More than just entertaining, though, it was really informative. FlashSoft aims to keep their caching layer as full of dirty data as possible, rather than seeking to flush dirty data right away. The advantage this offers is that if another change to that data comes, FlashSoft can discard the earlier change and only keep the latest change—thus eliminating I/Os to the back-end disks entirely. Further, by keeping as much data in their caching layer as possible, FlashSoft has a better ability to coalesce I/Os to the back-end, further reducing the I/O load. FlashSoft supports both write-through and write-back models, and leverages a cache coherency/consistency model that allows them to support write-back with VM migration without having to leverage the network (and without having to incur the CPU overhead that comes with copying data across the network). I very much enjoyed learning more about FlashSoft’s product and architecture. It’s just a shame that I don’t have any SSDs in my home lab that would benefit from FlashSoft.

SwiftStack

My last meeting of the week was with a couple folks from SwiftStack. We sat down to chat about Swift, SwiftStack, and object storage, and discussed how they are seeing the adoption of Swift in lots of areas—not just with OpenStack, either.
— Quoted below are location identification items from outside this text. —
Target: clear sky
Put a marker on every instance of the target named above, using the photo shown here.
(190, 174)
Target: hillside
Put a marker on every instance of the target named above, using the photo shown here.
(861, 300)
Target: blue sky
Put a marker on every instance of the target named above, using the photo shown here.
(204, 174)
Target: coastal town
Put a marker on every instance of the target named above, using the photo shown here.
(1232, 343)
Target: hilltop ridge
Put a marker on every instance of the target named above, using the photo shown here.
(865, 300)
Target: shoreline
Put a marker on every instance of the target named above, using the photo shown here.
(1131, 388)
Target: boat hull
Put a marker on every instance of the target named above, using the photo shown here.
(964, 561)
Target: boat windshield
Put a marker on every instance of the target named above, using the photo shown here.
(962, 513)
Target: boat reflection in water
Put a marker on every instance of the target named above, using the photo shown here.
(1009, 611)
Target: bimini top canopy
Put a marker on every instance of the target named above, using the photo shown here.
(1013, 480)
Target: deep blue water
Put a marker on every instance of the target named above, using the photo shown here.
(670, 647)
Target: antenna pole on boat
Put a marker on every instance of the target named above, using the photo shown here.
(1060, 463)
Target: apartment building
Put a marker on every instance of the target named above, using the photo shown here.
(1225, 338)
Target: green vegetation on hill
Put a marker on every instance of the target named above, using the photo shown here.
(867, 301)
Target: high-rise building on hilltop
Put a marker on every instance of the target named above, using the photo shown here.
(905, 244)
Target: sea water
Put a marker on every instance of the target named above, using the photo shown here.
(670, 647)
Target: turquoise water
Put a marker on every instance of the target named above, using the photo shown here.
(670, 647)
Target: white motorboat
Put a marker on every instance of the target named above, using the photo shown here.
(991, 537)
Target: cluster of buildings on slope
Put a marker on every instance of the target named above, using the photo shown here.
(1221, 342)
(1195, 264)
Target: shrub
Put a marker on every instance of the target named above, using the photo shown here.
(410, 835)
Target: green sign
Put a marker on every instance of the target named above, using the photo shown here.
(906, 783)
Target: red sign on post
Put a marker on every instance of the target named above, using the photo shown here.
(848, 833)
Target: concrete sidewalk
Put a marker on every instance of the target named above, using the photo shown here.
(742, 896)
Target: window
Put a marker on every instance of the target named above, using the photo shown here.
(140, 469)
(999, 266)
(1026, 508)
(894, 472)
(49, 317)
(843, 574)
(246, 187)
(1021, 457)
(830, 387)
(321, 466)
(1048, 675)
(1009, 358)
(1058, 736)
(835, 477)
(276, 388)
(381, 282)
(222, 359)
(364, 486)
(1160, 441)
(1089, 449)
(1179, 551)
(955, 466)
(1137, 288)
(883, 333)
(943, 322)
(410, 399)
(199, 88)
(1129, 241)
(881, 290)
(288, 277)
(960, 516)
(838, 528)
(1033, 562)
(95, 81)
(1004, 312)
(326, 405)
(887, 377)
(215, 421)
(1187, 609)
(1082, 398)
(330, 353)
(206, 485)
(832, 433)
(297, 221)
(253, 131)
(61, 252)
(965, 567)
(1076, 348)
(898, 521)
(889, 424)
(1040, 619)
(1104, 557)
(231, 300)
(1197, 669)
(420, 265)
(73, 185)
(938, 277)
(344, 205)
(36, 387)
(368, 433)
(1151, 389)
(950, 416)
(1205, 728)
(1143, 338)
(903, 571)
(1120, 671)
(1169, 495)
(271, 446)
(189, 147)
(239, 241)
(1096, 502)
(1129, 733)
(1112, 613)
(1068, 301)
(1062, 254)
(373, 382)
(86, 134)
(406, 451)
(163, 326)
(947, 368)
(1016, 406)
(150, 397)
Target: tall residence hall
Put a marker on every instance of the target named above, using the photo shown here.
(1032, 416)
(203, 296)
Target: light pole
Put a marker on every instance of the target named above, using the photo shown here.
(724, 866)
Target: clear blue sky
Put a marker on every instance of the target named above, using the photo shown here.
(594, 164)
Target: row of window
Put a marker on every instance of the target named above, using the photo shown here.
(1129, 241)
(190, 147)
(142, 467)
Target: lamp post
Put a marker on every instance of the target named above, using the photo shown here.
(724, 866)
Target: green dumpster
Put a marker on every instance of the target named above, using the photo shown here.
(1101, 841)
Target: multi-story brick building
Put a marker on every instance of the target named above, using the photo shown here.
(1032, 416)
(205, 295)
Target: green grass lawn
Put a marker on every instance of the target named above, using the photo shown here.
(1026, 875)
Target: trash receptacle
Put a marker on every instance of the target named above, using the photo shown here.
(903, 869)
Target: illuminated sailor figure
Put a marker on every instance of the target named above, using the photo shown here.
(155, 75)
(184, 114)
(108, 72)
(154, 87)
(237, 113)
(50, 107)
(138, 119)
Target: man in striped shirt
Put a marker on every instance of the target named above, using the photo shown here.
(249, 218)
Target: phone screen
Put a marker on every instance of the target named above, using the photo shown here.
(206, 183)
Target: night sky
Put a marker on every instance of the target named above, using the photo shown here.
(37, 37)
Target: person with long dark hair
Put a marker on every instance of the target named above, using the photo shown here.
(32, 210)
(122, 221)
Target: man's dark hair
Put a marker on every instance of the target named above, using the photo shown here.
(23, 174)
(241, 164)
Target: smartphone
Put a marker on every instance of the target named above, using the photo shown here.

That seems to be a pretty common misconception (that OpenStack is required to use Swift). SwiftStack is working on some nice enhancements to Swift that hopefully will show up soon, including erasure coding support and greater policy support.

Summary and Wrap-Up

I really appreciate the time that each company took to meet with me and share the details of their particular solution. One key takeaway for me was that there is still lots of room for innovation. Very cool stuff is ahead of us—it’s an exciting time to be in technology!